Chairman of the Presidential Fiscal Policy and Tax Reforms Committee, Taiwo Oyedele, has stated that Value Added Tax (VAT) is a consumption-based tax tied to where goods and services are used, not the residence of taxpayers and businesses.
Oyedele said this in response to a comment by the Revenue Mobilisation Allocation and Fiscal Commission (RMAFC) chairman, Mohammed Bello Shehu, who raised concerns about the distribution of VAT allocation and derivation.
He explained that the VAT, unlike income tax, operates as a consumption-based levy, where revenue is tied to the location where goods and services are consumed, not where taxpayers reside or businesses are registered.
“That VAT consumption needs to be determined based on taxpayer residence.
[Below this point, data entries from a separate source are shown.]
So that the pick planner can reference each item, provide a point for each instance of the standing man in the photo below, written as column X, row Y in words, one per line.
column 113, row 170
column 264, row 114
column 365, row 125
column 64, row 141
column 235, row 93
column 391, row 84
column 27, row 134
This is not the case with VAT or any consumption tax, unlike income tax,” Oyedele said in a statement on Wednesday.
“The illustration regarding the purchase of an asset in Lagos for use in Kano does not pose any difficulties as VAT has an inbuilt mechanism for input and output VAT where only the VAT related to incremental value added in a jurisdiction will be attributed to such location with production treated as intermediate consumption at each stage of the production process prior to the final consumption.”
He added that “there is no need for any technology to track the location of consumption; every eligible business will simply be required to indicate the location of sales in its VAT returns as stipulated under Section 22(12) of the Nigeria Tax Administration Bill.
“It is not necessary to tag VAT collections to end-user locations from sale to consumption, neither is it practical to do so. After all we may not be able to tag services or creative work that are digitally delivered as intangible goods.”
According to him, the horizontal distribution of VAT revenue among states is not based on a formula of 50% derivation, 35% population, and 15% equality as stated by the Commission but rather 20% derivation, 50% equality, and 30% population.
He noted that not only was VAT excluded from this exercise despite the apparent inequity in the distribution formula, but the outcome of the revenue-sharing consultation is yet to be concluded many years later.
“We are aware of various efforts by the RMAFC over the past decade including the nationwide consultation exercise on the review of the federation revenue sharing formula 3 to 4 years ago,” he said.
“Not only was VAT excluded from this exercise despite the apparent inequity in the distribution formula, the outcome of the revenue-sharing consultation is yet to be concluded many years after.
“VAT administration is already under dispute, therefore seeking a political solution to avoid the risk of the tax being adjudged as a tax to be administered by states requires urgent action.”